Tuesday, June 29, 2010

Risks and Addictions

I once had a friend who allowed smoking to rule almost every aspect of her life. When she was pregnant, I saw her smoking. She was hired at a job, but on the condition that she couldn't take smoking breaks. The very first day she was fired when she left her desk to smoke out in front of the building. My husband and I struggled through a bad snow storm so that we could deliver Christmas packages to her house. She promised she'd be home all afternoon--but when we called several times (during the era of mainly land lines), we got no answer. Later, she told us she'd run out of cigarettes and had gone out to get more.

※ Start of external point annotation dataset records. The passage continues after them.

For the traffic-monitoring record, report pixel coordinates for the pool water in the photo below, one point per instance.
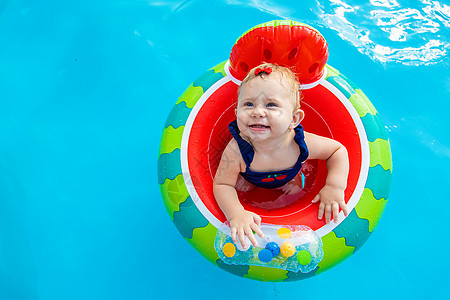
(85, 88)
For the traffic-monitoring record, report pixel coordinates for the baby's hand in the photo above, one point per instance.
(331, 198)
(243, 225)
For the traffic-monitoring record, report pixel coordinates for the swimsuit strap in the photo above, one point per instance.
(299, 138)
(246, 149)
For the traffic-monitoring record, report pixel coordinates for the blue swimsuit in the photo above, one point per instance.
(269, 180)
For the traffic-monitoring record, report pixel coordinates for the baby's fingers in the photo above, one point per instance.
(241, 236)
(344, 209)
(233, 235)
(335, 212)
(251, 237)
(321, 210)
(327, 213)
(258, 230)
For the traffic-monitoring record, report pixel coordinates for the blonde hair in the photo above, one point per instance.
(285, 73)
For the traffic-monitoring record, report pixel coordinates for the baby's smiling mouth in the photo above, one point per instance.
(258, 127)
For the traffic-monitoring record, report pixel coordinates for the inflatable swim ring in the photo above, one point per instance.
(195, 135)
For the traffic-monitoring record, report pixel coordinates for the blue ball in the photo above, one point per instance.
(265, 255)
(273, 248)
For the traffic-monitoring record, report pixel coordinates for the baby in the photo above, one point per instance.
(269, 147)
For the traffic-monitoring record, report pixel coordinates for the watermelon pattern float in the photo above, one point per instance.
(196, 133)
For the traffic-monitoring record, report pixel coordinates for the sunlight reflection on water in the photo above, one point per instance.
(426, 28)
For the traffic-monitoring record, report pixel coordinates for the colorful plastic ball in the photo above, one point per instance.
(265, 255)
(284, 233)
(304, 257)
(287, 249)
(273, 248)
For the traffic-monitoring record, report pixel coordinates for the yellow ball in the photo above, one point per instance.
(229, 250)
(287, 249)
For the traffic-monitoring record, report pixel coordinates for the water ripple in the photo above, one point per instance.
(389, 31)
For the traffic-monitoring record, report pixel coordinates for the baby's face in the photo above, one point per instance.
(265, 108)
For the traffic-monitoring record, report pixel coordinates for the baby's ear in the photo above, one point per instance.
(297, 118)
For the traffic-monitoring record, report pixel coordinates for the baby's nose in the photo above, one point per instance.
(258, 111)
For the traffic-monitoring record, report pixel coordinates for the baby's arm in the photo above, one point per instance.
(242, 222)
(331, 196)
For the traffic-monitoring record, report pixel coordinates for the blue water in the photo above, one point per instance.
(85, 87)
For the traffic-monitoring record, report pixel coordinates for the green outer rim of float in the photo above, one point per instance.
(339, 244)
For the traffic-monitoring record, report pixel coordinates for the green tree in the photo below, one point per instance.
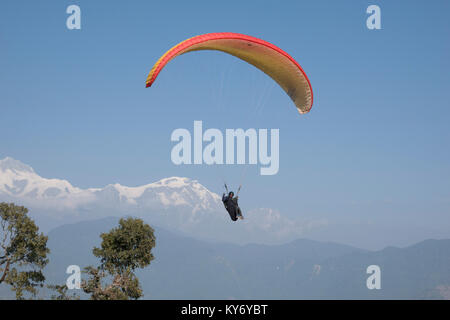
(122, 250)
(23, 251)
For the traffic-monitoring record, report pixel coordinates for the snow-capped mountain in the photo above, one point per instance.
(18, 180)
(177, 203)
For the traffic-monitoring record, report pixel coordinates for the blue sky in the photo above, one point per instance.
(74, 105)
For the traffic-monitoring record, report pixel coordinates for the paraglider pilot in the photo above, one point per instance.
(231, 204)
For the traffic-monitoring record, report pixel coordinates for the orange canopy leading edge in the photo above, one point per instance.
(265, 56)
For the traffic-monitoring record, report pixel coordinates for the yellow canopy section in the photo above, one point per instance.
(265, 56)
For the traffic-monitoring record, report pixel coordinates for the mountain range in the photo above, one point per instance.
(176, 203)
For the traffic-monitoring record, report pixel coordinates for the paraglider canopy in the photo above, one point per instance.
(265, 56)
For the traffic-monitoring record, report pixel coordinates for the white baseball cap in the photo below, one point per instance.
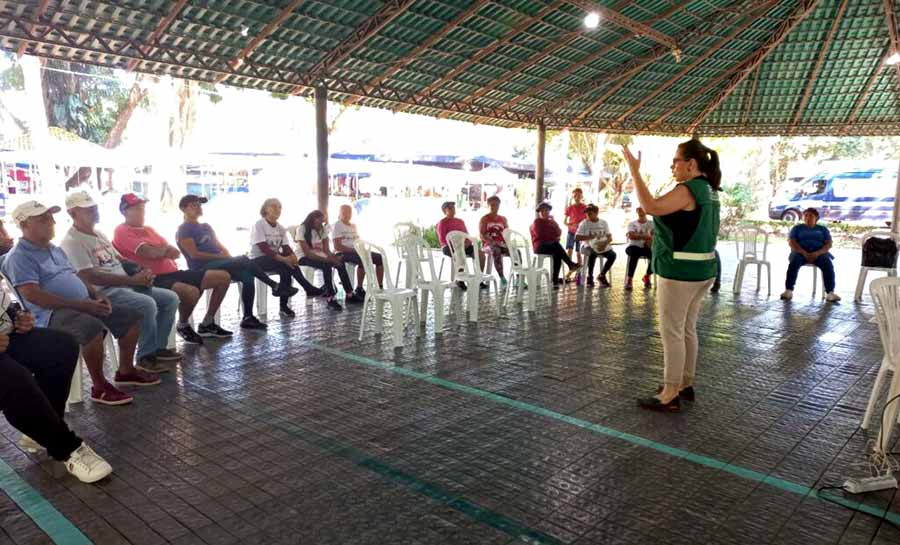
(30, 209)
(79, 199)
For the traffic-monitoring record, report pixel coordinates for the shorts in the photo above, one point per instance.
(191, 278)
(353, 257)
(86, 328)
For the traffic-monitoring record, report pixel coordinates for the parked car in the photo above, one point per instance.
(864, 196)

She's an extreme example of someone addicted to something that greatly affected her very being. Some ONE can also do this to a person--think of the astronaut who left her children behind to drive hours away to confront her perceived romantic rival.

But some of us are on the other end of the spectrum....we are so low risk, so lacking in the "addiction" gene that sometimes we go through life, as Flannery O'Connor put it, on "neutral." We don't get into a lot of trouble--but then we don't do much of anything at all. We're afraid to try or of making mistakes. We often eat the same foods over and over again. If we travel, it's often to places we've visited before. Even if we pick up the pen to write, we often don't have enough commitment to see a piece to the end.

Somehow it would almost seem ideal if high risk could combine with low risk to create an individual who took calculated, logical risks. Who finished what she/she started, even if it meant making some mistakes. Who walked into a party where she/he didn't know anyone.

Once in a while I've been able to be a risk-taker--when I went to Japan for two years, for example. This experience paid off richly. However, I did try out some perilous roller coasters and I fear them just as much now as I ever did--only I refuse to board them any more. I find I take fewer risks as the years pass--middle age, complacency, fear? Or perhaps I enjoy some stability in a life that didn't always offer a steady path.